Et ensuite, par la réputation universelle de l’océan du marxisme. Donc : plongeon
dedans. Déception plus tard, sans abandon total, ne pouvant pas m’arrêter de
penser que la transformation de moins en moins déguisée du stalinisme en
autocratie de fer est, dans l’absolu, dans le domaine de l’idée gratuite, moins
odieuse que l’affreuse hypocrisie du biblisme capitaliste des Anglo-Ricains
avec leurs puritains milliardaires et leurs dynasties du coffre-fort
convaincues du bien-fondé de leur projet de domination sans partage de l’univers.

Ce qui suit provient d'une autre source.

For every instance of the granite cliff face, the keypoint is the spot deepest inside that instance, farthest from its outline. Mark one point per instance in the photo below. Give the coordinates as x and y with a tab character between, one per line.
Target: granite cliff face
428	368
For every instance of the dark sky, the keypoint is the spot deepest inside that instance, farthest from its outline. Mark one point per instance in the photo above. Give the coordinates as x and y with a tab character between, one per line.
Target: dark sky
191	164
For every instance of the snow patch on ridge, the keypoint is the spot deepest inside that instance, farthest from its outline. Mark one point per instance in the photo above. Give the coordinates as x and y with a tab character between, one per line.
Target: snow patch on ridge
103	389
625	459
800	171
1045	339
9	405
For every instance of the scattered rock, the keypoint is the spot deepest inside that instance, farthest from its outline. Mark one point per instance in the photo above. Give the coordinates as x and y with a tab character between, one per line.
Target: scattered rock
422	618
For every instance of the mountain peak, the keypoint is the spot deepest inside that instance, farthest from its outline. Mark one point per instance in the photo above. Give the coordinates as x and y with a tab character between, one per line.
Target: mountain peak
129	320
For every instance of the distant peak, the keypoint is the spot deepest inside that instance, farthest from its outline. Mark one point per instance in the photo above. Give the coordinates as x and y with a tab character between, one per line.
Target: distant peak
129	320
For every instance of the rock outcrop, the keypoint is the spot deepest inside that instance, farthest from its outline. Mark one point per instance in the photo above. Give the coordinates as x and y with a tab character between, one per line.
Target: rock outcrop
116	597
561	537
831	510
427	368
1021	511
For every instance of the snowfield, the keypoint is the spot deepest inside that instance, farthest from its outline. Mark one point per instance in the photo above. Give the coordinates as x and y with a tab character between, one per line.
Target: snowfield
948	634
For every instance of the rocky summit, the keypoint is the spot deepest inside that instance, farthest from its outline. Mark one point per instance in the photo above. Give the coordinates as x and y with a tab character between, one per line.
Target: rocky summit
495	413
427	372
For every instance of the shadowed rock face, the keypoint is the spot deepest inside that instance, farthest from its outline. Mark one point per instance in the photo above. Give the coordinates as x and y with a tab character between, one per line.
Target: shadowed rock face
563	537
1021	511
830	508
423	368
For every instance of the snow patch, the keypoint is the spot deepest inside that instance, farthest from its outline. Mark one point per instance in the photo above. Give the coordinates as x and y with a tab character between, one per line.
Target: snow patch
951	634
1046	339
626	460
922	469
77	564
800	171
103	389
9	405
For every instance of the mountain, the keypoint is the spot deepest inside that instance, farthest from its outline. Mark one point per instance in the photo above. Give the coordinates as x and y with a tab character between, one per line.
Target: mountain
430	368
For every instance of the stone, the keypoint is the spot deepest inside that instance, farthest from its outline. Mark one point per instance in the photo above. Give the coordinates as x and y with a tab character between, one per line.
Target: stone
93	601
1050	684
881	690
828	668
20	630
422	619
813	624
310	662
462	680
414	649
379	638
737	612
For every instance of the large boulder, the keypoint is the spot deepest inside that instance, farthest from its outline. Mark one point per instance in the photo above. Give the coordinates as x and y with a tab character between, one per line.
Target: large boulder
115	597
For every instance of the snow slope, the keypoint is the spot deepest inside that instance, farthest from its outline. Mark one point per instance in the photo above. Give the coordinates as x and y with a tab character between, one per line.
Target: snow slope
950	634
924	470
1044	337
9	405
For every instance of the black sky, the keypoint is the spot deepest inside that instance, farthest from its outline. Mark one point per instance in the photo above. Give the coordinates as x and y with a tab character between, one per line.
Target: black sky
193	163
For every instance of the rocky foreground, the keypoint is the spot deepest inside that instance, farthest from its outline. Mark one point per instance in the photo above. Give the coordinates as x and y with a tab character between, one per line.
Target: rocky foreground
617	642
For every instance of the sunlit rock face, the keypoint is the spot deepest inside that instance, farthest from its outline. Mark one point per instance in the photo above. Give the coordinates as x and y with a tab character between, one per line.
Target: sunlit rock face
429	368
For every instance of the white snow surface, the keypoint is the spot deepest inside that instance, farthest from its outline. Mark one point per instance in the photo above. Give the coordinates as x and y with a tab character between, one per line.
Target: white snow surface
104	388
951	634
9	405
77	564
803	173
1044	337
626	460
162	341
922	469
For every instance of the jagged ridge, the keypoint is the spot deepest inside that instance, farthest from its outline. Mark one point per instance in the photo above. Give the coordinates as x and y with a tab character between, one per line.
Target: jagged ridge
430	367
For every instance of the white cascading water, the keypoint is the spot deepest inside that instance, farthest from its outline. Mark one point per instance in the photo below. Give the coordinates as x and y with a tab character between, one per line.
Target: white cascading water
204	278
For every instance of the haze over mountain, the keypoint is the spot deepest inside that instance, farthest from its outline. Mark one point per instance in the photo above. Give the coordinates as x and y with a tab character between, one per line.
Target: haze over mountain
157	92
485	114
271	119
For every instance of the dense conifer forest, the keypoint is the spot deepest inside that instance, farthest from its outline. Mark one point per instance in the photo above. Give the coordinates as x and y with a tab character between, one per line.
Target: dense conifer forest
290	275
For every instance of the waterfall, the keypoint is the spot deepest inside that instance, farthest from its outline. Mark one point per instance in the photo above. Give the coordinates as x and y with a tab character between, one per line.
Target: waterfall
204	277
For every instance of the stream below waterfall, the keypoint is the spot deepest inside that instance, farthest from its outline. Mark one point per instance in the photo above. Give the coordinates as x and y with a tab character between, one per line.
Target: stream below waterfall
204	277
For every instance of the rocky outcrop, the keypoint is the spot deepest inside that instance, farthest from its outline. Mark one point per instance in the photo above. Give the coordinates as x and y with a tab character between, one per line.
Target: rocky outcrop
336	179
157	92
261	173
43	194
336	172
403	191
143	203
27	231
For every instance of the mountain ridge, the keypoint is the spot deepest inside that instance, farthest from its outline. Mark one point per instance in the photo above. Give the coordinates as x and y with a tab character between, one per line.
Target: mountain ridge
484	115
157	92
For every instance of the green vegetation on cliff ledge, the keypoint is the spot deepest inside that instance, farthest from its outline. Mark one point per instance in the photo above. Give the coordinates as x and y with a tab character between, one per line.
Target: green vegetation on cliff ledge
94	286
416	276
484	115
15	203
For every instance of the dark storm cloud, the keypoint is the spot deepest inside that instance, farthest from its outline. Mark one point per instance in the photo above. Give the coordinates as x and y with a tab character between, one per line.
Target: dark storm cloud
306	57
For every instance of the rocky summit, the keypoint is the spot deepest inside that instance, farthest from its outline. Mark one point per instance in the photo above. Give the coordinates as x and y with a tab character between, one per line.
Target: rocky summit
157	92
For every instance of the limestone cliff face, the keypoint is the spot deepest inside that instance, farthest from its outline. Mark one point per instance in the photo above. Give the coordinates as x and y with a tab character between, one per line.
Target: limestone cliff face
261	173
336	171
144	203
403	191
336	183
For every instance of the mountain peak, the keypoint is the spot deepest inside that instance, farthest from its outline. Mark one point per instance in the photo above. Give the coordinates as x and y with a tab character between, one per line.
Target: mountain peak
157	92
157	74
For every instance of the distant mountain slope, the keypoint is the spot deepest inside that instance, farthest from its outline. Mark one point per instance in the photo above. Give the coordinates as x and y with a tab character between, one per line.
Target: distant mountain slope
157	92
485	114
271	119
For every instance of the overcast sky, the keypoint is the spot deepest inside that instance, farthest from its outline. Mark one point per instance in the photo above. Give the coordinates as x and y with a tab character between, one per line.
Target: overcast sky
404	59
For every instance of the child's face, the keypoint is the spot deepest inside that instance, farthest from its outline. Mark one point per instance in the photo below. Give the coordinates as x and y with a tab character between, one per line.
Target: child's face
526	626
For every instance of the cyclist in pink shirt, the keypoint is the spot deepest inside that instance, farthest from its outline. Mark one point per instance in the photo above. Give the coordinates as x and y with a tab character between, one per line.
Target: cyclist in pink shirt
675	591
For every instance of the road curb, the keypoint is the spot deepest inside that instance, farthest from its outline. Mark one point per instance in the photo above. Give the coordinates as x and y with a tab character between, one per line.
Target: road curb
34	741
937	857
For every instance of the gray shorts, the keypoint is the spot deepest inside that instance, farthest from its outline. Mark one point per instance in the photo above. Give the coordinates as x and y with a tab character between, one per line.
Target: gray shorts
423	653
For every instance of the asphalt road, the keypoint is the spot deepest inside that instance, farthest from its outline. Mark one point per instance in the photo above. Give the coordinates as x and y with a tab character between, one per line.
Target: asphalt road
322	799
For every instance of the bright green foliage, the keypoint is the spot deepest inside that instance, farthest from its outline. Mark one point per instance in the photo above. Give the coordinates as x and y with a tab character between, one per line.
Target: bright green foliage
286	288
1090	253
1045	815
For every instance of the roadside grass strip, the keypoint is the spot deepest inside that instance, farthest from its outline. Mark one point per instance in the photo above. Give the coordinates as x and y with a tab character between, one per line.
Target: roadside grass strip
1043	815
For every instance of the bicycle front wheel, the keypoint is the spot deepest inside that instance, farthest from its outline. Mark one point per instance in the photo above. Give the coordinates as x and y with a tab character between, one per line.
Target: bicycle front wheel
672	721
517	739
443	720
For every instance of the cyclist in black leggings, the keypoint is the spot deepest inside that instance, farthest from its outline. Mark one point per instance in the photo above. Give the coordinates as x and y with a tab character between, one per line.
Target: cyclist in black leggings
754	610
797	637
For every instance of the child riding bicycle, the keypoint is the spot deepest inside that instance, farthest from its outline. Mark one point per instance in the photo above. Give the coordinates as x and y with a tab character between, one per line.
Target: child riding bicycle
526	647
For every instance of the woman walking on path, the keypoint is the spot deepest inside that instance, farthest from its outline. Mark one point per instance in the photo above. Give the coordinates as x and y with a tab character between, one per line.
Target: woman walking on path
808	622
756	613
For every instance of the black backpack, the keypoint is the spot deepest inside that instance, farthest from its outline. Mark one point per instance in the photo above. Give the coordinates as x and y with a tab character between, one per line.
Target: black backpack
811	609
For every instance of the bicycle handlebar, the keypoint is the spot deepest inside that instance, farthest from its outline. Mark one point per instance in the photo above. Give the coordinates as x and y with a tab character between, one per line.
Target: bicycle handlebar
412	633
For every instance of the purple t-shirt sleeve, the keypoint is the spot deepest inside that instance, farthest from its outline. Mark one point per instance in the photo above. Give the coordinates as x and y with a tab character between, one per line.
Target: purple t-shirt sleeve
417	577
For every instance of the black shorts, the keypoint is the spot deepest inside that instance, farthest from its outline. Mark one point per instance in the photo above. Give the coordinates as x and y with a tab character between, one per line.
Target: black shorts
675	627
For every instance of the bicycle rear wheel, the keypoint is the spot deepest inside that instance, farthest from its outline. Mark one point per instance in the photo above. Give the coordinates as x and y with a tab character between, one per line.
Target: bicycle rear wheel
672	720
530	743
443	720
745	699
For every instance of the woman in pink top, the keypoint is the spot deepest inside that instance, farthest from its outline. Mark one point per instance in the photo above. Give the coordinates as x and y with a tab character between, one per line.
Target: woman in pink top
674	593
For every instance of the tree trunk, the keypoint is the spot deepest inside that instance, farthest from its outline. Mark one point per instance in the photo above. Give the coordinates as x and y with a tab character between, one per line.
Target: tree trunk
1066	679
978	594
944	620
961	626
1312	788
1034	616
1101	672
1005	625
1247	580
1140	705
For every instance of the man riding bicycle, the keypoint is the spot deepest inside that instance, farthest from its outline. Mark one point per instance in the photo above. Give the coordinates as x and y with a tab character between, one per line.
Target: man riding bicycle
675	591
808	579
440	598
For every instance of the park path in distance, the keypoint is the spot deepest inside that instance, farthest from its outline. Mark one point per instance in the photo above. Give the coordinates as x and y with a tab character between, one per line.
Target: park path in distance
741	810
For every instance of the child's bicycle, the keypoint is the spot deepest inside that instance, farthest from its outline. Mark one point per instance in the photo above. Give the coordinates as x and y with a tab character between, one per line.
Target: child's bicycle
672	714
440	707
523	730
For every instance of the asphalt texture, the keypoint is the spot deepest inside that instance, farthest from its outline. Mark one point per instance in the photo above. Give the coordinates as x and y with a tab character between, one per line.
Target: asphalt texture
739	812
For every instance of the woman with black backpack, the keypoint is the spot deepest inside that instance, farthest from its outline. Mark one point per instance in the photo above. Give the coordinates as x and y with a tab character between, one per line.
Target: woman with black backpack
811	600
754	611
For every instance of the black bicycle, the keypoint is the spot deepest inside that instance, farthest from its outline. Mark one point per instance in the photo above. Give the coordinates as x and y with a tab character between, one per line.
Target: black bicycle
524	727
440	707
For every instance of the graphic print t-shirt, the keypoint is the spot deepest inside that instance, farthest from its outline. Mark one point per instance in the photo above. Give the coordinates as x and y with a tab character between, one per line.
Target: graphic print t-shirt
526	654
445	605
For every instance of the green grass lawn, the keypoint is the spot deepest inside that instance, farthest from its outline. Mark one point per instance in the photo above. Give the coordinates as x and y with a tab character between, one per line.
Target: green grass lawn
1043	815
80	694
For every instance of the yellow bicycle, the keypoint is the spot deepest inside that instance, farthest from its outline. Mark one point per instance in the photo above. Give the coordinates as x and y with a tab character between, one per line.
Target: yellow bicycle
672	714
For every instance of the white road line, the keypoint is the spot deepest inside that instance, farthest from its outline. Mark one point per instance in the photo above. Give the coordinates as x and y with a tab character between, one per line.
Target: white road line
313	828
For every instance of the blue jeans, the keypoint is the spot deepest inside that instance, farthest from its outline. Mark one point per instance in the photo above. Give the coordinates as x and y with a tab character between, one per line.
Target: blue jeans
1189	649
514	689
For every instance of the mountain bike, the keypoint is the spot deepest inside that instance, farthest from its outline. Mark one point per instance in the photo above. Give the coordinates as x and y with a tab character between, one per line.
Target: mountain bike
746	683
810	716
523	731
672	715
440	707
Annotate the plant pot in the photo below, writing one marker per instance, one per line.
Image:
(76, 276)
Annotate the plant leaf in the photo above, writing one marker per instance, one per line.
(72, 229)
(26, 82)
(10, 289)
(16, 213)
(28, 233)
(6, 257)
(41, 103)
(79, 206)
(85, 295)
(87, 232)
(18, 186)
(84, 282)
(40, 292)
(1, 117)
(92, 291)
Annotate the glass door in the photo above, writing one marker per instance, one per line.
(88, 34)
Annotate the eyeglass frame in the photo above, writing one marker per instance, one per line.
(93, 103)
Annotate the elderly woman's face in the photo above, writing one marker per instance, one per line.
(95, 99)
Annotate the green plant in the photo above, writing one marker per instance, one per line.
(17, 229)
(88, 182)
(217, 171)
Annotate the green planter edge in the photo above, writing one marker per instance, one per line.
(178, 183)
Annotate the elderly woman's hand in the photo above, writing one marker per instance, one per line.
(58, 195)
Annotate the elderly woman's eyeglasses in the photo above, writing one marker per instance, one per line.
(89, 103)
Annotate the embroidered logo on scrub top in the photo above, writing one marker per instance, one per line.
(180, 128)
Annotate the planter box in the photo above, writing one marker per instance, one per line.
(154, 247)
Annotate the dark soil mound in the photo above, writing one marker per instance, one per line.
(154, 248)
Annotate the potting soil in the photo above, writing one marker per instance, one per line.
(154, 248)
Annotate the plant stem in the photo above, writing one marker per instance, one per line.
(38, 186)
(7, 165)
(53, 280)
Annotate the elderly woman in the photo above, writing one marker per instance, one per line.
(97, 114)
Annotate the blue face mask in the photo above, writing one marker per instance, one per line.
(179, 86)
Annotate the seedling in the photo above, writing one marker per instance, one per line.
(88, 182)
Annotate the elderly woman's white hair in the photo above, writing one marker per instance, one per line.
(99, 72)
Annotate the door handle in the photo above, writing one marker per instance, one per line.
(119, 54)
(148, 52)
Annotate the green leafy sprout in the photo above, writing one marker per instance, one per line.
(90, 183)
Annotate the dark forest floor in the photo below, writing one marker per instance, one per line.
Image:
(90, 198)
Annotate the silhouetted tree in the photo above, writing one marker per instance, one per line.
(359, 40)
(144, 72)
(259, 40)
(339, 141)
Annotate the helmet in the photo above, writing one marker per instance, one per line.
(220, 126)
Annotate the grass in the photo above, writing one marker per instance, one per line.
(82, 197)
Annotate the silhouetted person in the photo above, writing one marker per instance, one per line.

Jamais très loin de penser en 1990 : tout, plutôt qu’une victoire planétaire
de l’immonde capitalisme américain, régnant en maître sur l’ensemble du monde et
surtout d’une Europe dont il aura anéanti la civilisation, qu’il aura exploité
à fond avec sa vieille férocité boursière et, pour perpétuer ce bluff, ces
privilèges exorbitants de quelques classes au-dessus du commun des mortels.
Avec cet énorme et désespérant paupérisme des millions de sans-travail et de
laissés-pour-compte qui constituent exactement l’actif de leurs libertés démocratiques, si commodes pour
les rois du dollar dont ils sont, et pour cause, les conservateurs intolérants.
Tout plutôt que cette soumerde-là.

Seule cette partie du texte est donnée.